Синам-ага хлопнул в ладоши, и черный евнух, вертевшийся поблизости, пулей бросился куда-то в сторону, чтобы через минуту выступить вместе с несколькими такими же безбородыми во главе вереницы скованных за шеи красивых чернооких девушек, одетых, несмотря на осеннюю стужу, довольно скупо.

– Да ты смеешься? – воскликнул рассерженно Грити. – Смеешь предлагать мне то, чего касалось железо?

– Мы поместили на шее у них оковы до подбородка, и они вынуждены поднять головы. Я, недостойный, хотел показать что-то для твоего друга эфенди, – пробормотал испуганно Синам-ага.

– Если бы ты знал, кто мой друг, под тобой задрожала бы земля, довольно произнес Грити. – Есть что путное – показывай, а не вызванивай железом. Разве так звенит мое золото?

Синам-ага, кряхтя, поднялся с ковра, подобрал полы своего халата, кланяясь теперь уже не так Грити, как Ибрагиму, повел их в боковые переходы, в темноту и плесень.

– Старый мошенник! – бормотал брезгливо Грити, спотыкаясь в темноте, попадая в зловонные лужи своими тонкими сафьяновыми сапожками, с возмущением вдыхая запах плесени на стенах.

Из тьмы навстречу им выступили две какие-то фигуры, еще чернее самой тьмы, узнали Синам-агу, исчезли, а впереди заморгало несколько огоньков.

– Валлахи, я выполнял твое повеление с покорной головой, бей эфенди[17 - Б е й  э ф е н д и – глубокоуважаемый господин.], – кряхтел Синам-ага.

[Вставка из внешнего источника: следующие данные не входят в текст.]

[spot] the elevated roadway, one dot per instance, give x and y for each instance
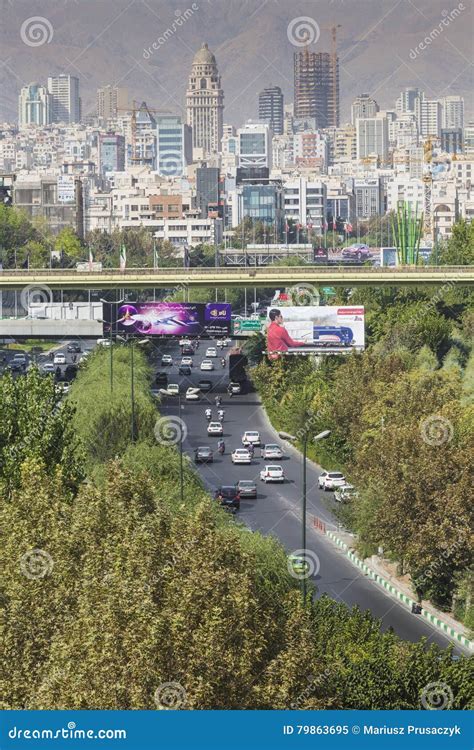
(271, 276)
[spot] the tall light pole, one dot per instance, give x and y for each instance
(126, 339)
(294, 438)
(110, 323)
(164, 392)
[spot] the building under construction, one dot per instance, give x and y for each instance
(316, 77)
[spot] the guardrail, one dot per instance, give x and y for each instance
(220, 270)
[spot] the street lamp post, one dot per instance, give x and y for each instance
(164, 392)
(132, 381)
(294, 438)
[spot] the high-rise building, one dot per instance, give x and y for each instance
(111, 153)
(451, 140)
(110, 101)
(270, 108)
(372, 137)
(66, 103)
(406, 101)
(205, 102)
(255, 145)
(173, 145)
(468, 133)
(363, 106)
(207, 190)
(34, 105)
(316, 81)
(453, 112)
(428, 113)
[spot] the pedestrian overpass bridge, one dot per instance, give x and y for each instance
(271, 276)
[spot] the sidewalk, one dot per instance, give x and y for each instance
(376, 568)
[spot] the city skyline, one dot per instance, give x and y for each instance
(249, 59)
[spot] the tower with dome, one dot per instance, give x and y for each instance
(205, 102)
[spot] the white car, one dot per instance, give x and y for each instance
(241, 456)
(272, 473)
(251, 437)
(272, 451)
(330, 480)
(215, 428)
(345, 493)
(206, 364)
(193, 394)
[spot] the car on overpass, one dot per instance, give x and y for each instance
(215, 428)
(203, 455)
(241, 456)
(247, 488)
(272, 473)
(331, 480)
(229, 497)
(272, 451)
(358, 250)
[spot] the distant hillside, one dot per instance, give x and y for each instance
(105, 41)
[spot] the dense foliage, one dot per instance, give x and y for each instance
(409, 398)
(135, 590)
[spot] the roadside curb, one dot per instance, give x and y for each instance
(432, 619)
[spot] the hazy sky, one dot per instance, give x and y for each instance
(383, 45)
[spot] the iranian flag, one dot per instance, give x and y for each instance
(123, 258)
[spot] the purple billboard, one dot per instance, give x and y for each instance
(168, 318)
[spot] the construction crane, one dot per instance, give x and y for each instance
(428, 189)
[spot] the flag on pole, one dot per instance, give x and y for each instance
(123, 257)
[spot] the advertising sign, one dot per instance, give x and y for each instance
(66, 188)
(168, 318)
(324, 328)
(242, 326)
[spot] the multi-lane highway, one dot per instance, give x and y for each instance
(277, 509)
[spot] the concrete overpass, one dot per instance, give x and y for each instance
(271, 276)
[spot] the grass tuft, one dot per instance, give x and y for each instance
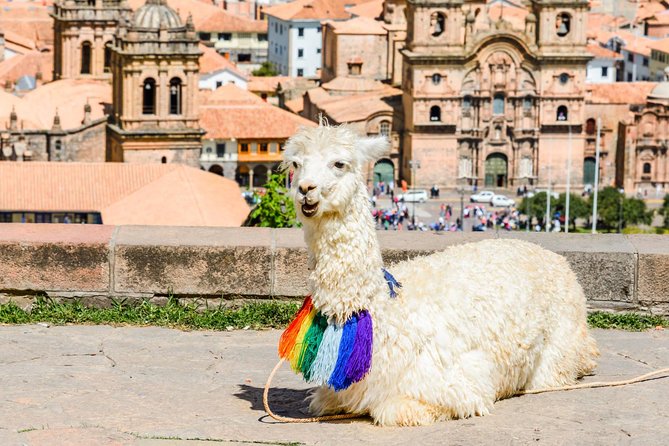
(626, 321)
(271, 314)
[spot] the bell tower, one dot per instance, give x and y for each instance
(155, 66)
(83, 32)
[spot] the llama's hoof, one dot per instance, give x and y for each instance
(324, 401)
(404, 412)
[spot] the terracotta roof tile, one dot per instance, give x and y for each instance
(619, 92)
(312, 9)
(143, 194)
(211, 61)
(243, 115)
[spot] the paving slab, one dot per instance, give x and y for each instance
(149, 386)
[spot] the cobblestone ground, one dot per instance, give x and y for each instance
(99, 385)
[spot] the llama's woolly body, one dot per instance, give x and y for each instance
(470, 325)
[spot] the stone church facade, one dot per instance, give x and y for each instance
(488, 104)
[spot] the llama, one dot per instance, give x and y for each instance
(455, 338)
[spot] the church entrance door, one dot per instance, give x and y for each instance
(496, 170)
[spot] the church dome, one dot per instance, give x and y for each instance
(155, 14)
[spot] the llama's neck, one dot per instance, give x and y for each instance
(346, 275)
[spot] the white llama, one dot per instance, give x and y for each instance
(470, 325)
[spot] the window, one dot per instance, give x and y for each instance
(562, 113)
(590, 126)
(437, 24)
(107, 65)
(149, 97)
(175, 96)
(562, 24)
(498, 104)
(384, 129)
(86, 58)
(435, 114)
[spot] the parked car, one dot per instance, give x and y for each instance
(415, 195)
(532, 193)
(502, 201)
(485, 196)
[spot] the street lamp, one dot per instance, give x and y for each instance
(414, 164)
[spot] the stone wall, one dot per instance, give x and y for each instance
(98, 263)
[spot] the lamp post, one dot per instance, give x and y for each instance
(414, 164)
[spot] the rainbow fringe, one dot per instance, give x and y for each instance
(328, 354)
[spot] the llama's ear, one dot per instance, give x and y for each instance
(371, 148)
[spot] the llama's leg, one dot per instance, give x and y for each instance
(324, 401)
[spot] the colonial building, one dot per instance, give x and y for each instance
(83, 34)
(489, 104)
(642, 149)
(154, 62)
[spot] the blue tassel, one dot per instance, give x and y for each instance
(391, 283)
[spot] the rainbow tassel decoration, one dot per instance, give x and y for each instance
(328, 354)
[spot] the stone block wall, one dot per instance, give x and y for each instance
(99, 263)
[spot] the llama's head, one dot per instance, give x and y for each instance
(327, 165)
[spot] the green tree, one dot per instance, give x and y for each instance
(535, 207)
(578, 208)
(664, 210)
(613, 208)
(266, 69)
(275, 209)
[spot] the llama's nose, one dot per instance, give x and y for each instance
(306, 186)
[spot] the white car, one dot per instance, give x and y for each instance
(412, 196)
(502, 201)
(485, 196)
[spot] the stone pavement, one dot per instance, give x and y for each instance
(100, 385)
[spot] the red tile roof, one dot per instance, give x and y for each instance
(619, 92)
(235, 113)
(141, 194)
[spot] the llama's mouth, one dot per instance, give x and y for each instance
(309, 210)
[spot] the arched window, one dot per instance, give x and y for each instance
(466, 103)
(175, 96)
(86, 58)
(437, 24)
(562, 113)
(384, 129)
(149, 97)
(498, 104)
(590, 126)
(562, 24)
(435, 114)
(107, 67)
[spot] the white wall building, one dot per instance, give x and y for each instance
(604, 66)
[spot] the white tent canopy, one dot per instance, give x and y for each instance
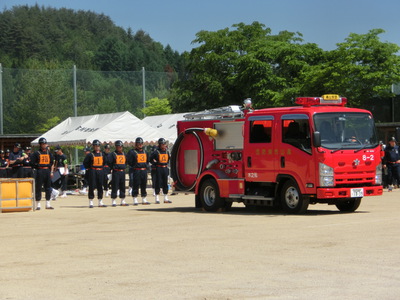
(166, 124)
(105, 127)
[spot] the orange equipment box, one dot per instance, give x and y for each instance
(16, 194)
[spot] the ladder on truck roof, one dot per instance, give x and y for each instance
(231, 111)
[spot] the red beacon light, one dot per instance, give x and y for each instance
(329, 99)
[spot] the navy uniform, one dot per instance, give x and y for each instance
(392, 162)
(27, 166)
(8, 169)
(42, 161)
(153, 172)
(118, 166)
(85, 181)
(3, 164)
(107, 169)
(161, 158)
(138, 161)
(94, 164)
(16, 161)
(61, 166)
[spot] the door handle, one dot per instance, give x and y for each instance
(249, 161)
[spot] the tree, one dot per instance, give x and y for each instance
(362, 68)
(157, 106)
(248, 61)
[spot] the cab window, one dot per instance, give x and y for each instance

– Ты нарочно завел нас в такую темень, где не увидишь даже кончика своего носа, старый пройдоха, – выругался Грити.

– О достойный, – всплеснул руками Синам-ага, – то, что уже продано и зовется «сахих», принадлежит тому, кто купил, и зовется «мюльк», и никто без согласия хозяина не смеет взглянуть на его собственность. Так говорит право шариата. Так мог ли я не спрятать то, что надо было скрыть от всех глаз, чтобы соловей не утратил разума от свежести этого редкого цветка северных степей? Он вырос там, где царит жестокая зима и над замерзшими реками веют ледяные ветры. Там люди прячут свое тело в мягкие меха, оно у них такое же мягкое…

Они уже были около светильников, но не видели ничего.

– Где же твой цветок? – сгорал от нетерпения Грити.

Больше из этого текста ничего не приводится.